Until the minimum set of capabilities are shown at MT scale (>100,000 or even 1M sentences) we should tell MT developers to STFU and give us the claim parameters in a simple, clear, summarized way, so that we can weigh the reality of the data versus the claim for ourselves.  

I am also skeptical that we will achieve human parity by 2029 as some "singularity" enthusiasts have been saying for over a decade. 
"There is not the slightest reason to believe in a coming singularity. Sheer processing power [and big data] is not pixie dust that magically solves all your problems." 
Steven Pinker 
Elsewhere, Pinker also says:
"… I’m skeptical, though, about science-fiction scenarios played out in the virtual reality of our imaginations. The imagined futures of the past have all been confounded by boring details: exponential costs, unforeseen technical complications, and insuperable moral and political roadblocks. It remains to be seen how far artificial intelligence and robotics will penetrate into the workforce. (Driving a car is technologically far easier than unloading a dishwasher, running an errand, or changing a baby.) Given the tradeoffs and impediments in every other area of technological development, the best guess is: much farther than it has so far, but not nearly so far as to render humans obsolete."

Recently some in the Singularity community have admitted that "language is hard" as you can see in this attempt to explain why AI has not mastered translation yet.

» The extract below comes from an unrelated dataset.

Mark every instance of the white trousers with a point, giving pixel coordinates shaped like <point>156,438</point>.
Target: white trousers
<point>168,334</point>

Michael Housman, a faculty member of Singularity University, explained that the ideal scenario for machine learning and artificial intelligence is something with fixed rules and a clear-cut measure of success or failure. He named chess as an obvious example and noted machines were able to beat the best human Go player. This happened faster than anyone anticipated because of the game’s very clear rules and limited set of moves.

Housman elaborated, “Language is almost the opposite of that. There aren’t as clearly-cut and defined rules. The conversation can go in an infinite number of different directions. And then of course, you need labeled data. You need to tell the machine to do it right or wrong.”

Housman noted that it’s inherently difficult to assign these informative labels. “Two translators won’t even agree on whether it was translated properly or not,” he said. “Language is kind of the wild west, in terms of data.”

Perhaps, we need to admit that human parity MT at scale is not a meaningful or achievable goal. If it is not possible to have a super-competent human translator capable of translating anything and everything with equal ease, why do we presume a machine could?

Perhaps what we really need is an MT platform that can rapidly evolve in quality with specialized human feedback. Post-editing (MTPE) today is generally NOT a positive experience for most translators. But human interaction with the machine can be a significantly better and positive experience.  Developing interactive and highly responsive MT systems that can assist, learn, and improve the humdrum elements of translation tasks instantaneously might be a better research focus. This may be a more worthwhile goal than having a God-like machine that can translate anything and everything at human parity. 

Even in the AI-will-solve-all community, we know that "language is hard" so maybe we need more focus on improving the man-machine interface, and the quality of the interaction and find more sophisticated collaborative models. Rapid evolution, intuitive and collaborative interaction, and instant learning seem like a more promising vision to me than crawling all the data on the web and throwing machine learning pixie dust at your ten trillion word TM training data. 

Getting to a point where the large majority of translators ALWAYS WANT TO USE MT because it simply makes the work easier, more pleasant, and more efficient is perhaps a better focus for the future.  I would bet also that this different vision will be a more likely path to better MT systems that consistently produce better output over millions of sentences.